Cannibalism update Research: Donners didn't resort to cannibalism

There's no physical evidence that the family who gave the Donner Party its name had anything to do with the cannibalism the ill-fated pioneers have been associated with for a century and a half, two scientists said Thursday.

Cannibalism has been documented at the Sierra Nevada site where most of the Donner Party's 81 members were trapped during the brutal winter of 1846-47, but 21 people, including all the members of the George and Jacob Donner families, were stuck six miles away because a broken axle had delayed them.

No cooked human bones were found among the thousands of fragments of animal bones at that Alder Creek site, suggesting Donner family members did not resort to cannibalism, the archaeologists said at a conference of the Society for Historical Archaeology in Sacramento, California.


Others, cited later on in the article, suggest it's not a slam dunk. One thing though: It's unfortunate that our cultural trajectory has such an overarching negative view of cannibalism, such that descendants aho weren't even involved in the actual event have this to say:

"We are thrilled and relieved," said Lochie Paige, the great-granddaughter of Eliza Donner, daughter of George Donner.

"Their findings, in my mind, completely exonerate her from having any part in cannibalism," she said from her California home Thursday.


It's not really such a ghoulish practice as we tend to view it as. In some cases, such as we're seeing in the southwest U.S., it may have been used as a terror practice. In many cases, however, it's almost accepted as a matter of course that consuming at least part of another person after death makes them, literally and figuratively, part of you. What's done is done.

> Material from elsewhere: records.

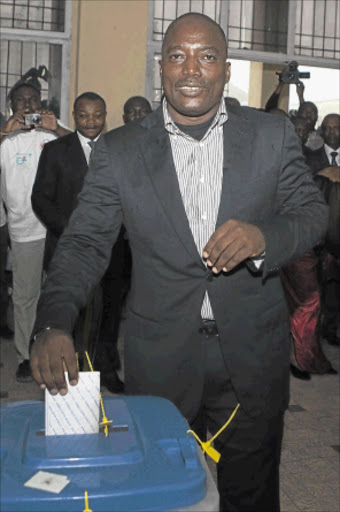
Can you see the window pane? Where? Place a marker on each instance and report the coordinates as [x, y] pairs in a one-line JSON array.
[[18, 57], [44, 15], [317, 25]]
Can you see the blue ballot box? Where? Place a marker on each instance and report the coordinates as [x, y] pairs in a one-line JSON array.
[[148, 462]]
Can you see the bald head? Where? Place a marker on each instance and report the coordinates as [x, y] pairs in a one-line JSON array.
[[194, 18], [193, 68]]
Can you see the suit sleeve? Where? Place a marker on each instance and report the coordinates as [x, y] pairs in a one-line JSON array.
[[84, 249], [44, 192], [301, 216]]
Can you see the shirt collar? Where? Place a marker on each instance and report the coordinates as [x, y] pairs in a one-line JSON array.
[[84, 140], [220, 118]]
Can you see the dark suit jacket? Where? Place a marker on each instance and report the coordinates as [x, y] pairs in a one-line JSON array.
[[317, 160], [60, 177], [132, 178]]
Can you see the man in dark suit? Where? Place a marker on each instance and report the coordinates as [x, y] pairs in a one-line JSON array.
[[60, 177], [329, 154], [214, 201]]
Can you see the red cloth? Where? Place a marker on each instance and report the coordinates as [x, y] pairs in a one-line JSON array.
[[301, 287]]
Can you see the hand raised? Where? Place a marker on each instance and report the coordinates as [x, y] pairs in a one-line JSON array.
[[53, 353], [15, 122], [232, 243]]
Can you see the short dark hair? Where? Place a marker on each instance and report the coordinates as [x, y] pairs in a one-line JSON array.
[[92, 96], [298, 119], [194, 14]]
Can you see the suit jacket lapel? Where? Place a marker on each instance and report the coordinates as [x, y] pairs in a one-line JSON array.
[[155, 150], [237, 143], [77, 156]]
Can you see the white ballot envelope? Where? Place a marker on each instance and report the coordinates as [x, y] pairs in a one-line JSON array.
[[78, 411]]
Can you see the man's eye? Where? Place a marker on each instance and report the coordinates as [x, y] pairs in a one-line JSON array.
[[176, 56]]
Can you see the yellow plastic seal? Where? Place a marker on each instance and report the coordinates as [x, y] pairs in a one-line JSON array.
[[206, 446], [105, 422], [86, 509]]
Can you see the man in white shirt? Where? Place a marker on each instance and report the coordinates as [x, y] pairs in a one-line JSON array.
[[20, 150]]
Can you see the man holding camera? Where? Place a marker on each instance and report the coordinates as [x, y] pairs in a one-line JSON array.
[[22, 138]]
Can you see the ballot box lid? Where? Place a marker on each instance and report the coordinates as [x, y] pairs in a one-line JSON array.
[[147, 462]]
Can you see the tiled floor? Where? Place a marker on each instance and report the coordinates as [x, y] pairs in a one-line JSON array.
[[310, 474]]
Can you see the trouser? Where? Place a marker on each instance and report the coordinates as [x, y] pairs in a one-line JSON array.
[[3, 281], [27, 260], [248, 471]]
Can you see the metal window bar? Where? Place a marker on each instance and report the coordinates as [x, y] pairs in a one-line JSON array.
[[247, 33], [46, 15]]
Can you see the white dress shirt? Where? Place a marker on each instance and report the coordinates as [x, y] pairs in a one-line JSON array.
[[84, 141]]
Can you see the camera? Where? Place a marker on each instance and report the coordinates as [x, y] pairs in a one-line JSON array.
[[32, 119], [291, 74]]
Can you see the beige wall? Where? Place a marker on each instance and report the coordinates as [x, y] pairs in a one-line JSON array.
[[108, 53], [262, 83]]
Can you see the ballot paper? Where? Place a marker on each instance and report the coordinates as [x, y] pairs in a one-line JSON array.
[[78, 411], [50, 482]]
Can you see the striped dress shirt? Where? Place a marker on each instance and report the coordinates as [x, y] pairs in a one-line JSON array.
[[199, 168]]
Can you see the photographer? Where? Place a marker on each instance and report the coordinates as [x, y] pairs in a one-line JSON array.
[[289, 75], [23, 137]]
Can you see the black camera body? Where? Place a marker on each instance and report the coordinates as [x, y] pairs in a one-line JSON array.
[[32, 119], [291, 74]]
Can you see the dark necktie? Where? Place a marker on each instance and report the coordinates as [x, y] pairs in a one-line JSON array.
[[334, 154]]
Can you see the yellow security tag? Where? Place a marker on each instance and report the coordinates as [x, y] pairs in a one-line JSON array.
[[213, 454], [105, 423], [206, 446], [86, 509]]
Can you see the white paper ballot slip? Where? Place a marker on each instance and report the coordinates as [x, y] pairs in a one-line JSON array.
[[78, 411]]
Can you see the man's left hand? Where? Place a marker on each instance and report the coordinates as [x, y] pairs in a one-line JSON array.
[[232, 243]]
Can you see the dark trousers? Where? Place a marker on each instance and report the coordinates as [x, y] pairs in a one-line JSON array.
[[3, 282], [248, 471]]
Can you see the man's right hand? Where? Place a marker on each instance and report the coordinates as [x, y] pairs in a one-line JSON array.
[[15, 122], [53, 353]]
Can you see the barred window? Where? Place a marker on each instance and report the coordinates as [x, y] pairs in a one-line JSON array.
[[36, 33], [33, 14], [269, 31]]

And if eating each other weren't bad enough Researcher: Birds hunted ancient man

An American researcher said Thursday his investigation into the death nearly 2 million years ago of an ape-man shows human ancestors were hunted by birds.

"These types of discoveries give us real insight into the past lives of these human ancestors, the world they lived in and the things they feared," Lee Berger, a paleo-anthropologist at Johannesburg's University of Witwatersrand, said as he presented his conclusions about a mystery that has been debated since the remains of the possible human ancestor known as the Taung child were discovered in 1924.

The Taung child's discovery led to the search for human origins in Africa, instead of in Asia or Europe as once theorized. Researchers regard the fossil of the ape-man, or australopethicus africanus, as evidence of the "missing link" in human evolution.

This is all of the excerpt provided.